The implementation is done in Oracle Spatial, but the approach is applicable for any DBMS. New data types can be designed in Oracle using natively supported data types, such as object types, REFs, VARRAYs, and Nested tables. The userdefined data types in Oracle can be declared using the SQL statement CREATE TYPE. PL/SQL, Java or C++ can be used to implement the declaration. In implementation, Java has been selected because it supports Oracle Spatial well. The procedure for creating data types using Java can be divided into three main steps: creating Java classes, loading the classes in Oracle spatial and declaring the data types in Oracle using the SQL statement CREATE TYPE.


Figure 2.A cross road (left: CAD model in MicroStation; right: GIS model in ArcGIS)

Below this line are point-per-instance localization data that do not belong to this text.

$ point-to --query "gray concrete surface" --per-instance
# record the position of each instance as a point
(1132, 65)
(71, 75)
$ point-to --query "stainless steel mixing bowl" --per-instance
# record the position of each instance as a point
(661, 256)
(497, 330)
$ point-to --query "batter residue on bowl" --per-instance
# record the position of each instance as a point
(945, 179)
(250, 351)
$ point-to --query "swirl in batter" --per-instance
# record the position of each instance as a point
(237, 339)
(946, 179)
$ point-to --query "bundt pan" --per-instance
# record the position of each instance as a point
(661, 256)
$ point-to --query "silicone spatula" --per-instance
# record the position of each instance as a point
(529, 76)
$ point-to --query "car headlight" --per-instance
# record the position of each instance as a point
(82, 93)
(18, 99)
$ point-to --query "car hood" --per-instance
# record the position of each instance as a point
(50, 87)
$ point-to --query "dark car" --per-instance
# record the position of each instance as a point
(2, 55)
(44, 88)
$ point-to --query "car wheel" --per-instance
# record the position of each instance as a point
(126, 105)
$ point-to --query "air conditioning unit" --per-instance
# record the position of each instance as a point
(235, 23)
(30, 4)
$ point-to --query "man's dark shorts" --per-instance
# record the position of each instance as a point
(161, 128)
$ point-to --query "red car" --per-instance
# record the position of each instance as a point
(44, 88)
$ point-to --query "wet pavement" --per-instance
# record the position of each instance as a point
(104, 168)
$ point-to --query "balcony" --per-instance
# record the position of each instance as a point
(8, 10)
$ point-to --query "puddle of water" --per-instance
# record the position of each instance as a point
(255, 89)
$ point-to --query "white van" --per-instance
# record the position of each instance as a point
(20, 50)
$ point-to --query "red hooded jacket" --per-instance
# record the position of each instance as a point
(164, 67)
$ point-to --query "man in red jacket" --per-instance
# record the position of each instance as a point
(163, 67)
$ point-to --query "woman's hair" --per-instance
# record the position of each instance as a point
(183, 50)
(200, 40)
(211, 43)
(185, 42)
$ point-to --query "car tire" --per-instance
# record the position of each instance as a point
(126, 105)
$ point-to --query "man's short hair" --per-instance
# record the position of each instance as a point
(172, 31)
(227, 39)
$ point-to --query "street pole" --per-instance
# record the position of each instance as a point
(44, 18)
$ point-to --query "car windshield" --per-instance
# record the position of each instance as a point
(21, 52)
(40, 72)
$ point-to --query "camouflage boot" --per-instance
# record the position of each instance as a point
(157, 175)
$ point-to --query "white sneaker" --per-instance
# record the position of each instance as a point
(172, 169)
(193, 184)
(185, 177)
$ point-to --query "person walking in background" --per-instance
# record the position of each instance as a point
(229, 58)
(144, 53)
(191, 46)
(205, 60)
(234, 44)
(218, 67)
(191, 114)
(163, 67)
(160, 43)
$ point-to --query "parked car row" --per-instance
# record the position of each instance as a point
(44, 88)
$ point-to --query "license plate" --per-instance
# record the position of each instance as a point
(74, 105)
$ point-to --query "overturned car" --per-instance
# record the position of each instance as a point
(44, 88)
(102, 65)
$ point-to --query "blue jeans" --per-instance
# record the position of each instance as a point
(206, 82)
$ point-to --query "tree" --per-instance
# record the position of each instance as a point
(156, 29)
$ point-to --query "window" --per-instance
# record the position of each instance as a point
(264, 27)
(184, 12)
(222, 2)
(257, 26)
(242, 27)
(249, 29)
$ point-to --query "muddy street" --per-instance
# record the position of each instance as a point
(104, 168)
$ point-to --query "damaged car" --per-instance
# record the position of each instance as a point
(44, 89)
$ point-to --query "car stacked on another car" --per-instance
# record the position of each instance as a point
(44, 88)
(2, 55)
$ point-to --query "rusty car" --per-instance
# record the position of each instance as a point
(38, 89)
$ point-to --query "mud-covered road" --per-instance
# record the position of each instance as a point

Assuming that freeform curves and surfaces should be dealt with as any other geometry data type (although more complex), operators similar to those for simple features have to be provided. This is to say that operations for validation, detecting topological relationships, metric computations (length, distance, area, etc.), proximity (distance between two features, objects within distance, etc.), operations creating new geometries (intersection, difference, union, buffer, etc.) might be considered. Validation, i.e. checking the correctness of geometry, is one of the most important functions. This function is also provided. In our case, the validation rules is derived from the geometry definition. This includes two levels of checking: first, the function checks whether all the parameters required are present (storage validity), i.e. coordinates for control points, degree value, weight values and knot vector; second, the basic mathematical requirements between parameters should also be satisfied (geometry validity). For NURBS curve the geometry validity rules are:

  • degree > 1,
  • number of control points >3,
  • degree = number of knots -number of control points- 1,
  • number of weight values is equal to the number of control points,
  • each weight value > 0,
  • knot vector is non-decreasing & has more than 1 knot,
  • upper trimming value > lower trimming value.

For example, a 4 degree NURBS curve with 3 knots and 5 control points doesn't exist in reality. A NURBS record with these values in the database is considered a bad record and can be detected with validation function.